The government also announced the rationalization of TDS and TCS regulations, optimizing thresholds and rates, while decriminating some regulations. The new simplified tax code is anticipated to be presented directly next week, which implies the first comprehensive review for a long time.
In addition, the chairman for taxes and central customs, Sanjay Kumar Agarwal, emphasized that the government undertook comprehensive rationalization of customs duties on 8,500 tariff lines.
The reform reduced the average customs price of India from 11.65 percent to 10.66 percent, approaching ASEAN standards.
“This exercise was carried out to make simple structures while ensuring the competitiveness of Indian industries,” Agarwal said.

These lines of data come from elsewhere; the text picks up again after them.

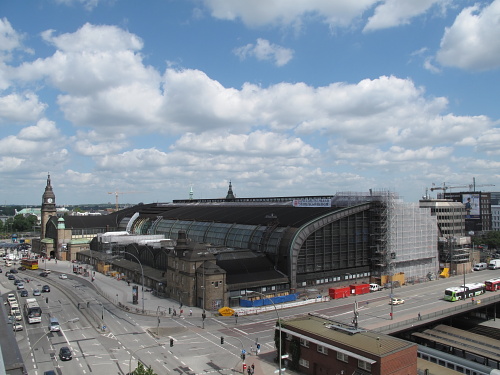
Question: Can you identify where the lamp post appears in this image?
[245,290,282,375]
[124,251,144,314]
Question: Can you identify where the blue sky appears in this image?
[0,0,500,205]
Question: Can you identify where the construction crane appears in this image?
[469,177,495,191]
[108,191,142,211]
[430,182,470,193]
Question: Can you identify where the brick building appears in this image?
[281,314,417,375]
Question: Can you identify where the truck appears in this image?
[488,259,500,270]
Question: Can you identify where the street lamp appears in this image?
[245,290,282,375]
[128,343,165,374]
[123,251,144,314]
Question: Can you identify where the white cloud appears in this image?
[233,38,293,66]
[0,92,47,123]
[364,0,443,31]
[436,0,500,71]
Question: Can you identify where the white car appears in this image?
[389,298,405,305]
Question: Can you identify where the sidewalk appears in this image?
[44,260,298,375]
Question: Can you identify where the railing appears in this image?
[371,294,500,332]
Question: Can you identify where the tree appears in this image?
[132,362,158,375]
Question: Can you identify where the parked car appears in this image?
[389,298,405,305]
[59,346,72,361]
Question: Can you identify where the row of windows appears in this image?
[286,333,372,372]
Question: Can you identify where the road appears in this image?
[0,270,500,375]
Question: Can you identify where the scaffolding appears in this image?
[335,190,439,282]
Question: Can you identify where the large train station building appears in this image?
[38,177,439,309]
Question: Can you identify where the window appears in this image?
[337,352,349,362]
[358,359,372,372]
[317,345,328,355]
[299,358,309,368]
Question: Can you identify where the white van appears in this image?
[473,263,488,271]
[488,259,500,270]
[49,318,61,332]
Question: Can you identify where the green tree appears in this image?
[132,362,158,375]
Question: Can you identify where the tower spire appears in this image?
[226,180,236,200]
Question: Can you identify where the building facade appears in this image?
[276,314,418,375]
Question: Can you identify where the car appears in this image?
[389,298,405,305]
[59,346,72,361]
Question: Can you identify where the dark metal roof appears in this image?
[131,203,346,228]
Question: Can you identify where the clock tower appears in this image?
[40,173,57,240]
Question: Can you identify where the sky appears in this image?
[0,0,500,206]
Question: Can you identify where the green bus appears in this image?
[444,283,486,302]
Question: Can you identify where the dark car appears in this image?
[59,346,72,361]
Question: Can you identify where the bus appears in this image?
[24,298,42,324]
[484,278,500,292]
[444,283,486,301]
[21,258,38,270]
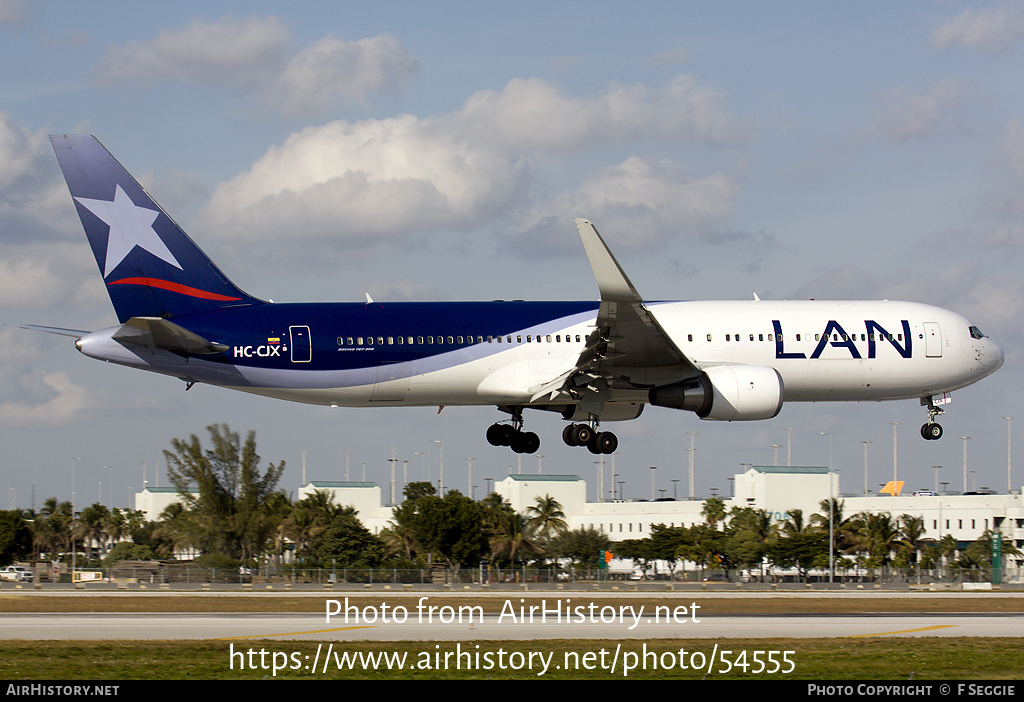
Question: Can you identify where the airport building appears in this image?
[135,466,1024,567]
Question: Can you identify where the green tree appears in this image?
[308,507,385,568]
[164,425,285,559]
[33,497,75,560]
[392,483,488,569]
[75,502,111,558]
[700,497,727,529]
[0,510,32,566]
[526,495,568,540]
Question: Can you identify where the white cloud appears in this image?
[453,76,748,150]
[94,17,291,88]
[201,116,523,250]
[93,17,417,117]
[511,157,738,254]
[878,78,966,141]
[201,77,743,255]
[992,120,1024,214]
[0,372,92,427]
[932,4,1024,53]
[272,34,417,115]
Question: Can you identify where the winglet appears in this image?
[575,217,643,302]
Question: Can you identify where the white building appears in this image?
[135,466,1024,565]
[135,486,199,522]
[298,480,392,534]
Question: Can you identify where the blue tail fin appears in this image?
[50,135,262,322]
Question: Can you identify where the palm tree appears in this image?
[33,497,75,560]
[487,510,544,567]
[700,497,726,529]
[526,495,569,540]
[849,512,900,566]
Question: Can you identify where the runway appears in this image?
[0,613,1024,642]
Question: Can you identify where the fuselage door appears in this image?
[288,326,312,363]
[925,321,942,358]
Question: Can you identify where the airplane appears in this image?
[36,135,1004,453]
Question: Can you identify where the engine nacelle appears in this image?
[648,365,784,422]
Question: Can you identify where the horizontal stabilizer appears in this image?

The reforms include the elimination of seven plates of the duties and removal of subsidies on 82 tariff lines to simplify the tax structure. Key means include a discount in the duties on critical minerals for semiconductors and clean energy, extending the export periods for handicrafts from six months to at least one 12 months and reduction of duties to a frozen fishing paste from 30 to five percent to extend maritime exports. The mobile production sector, already export success, will profit from new official dismissals in parts of the components.
On this occasion, industry leaders were satisfied with a balanced budget approach. President Ficci Harsha Vardhan Agarwal called him “a plan of immunity, innovation and long -term economic transformation”, noticing that the tax relief for people earning to 12.75 LAKH per 12 months will increase income and stimulate consumption.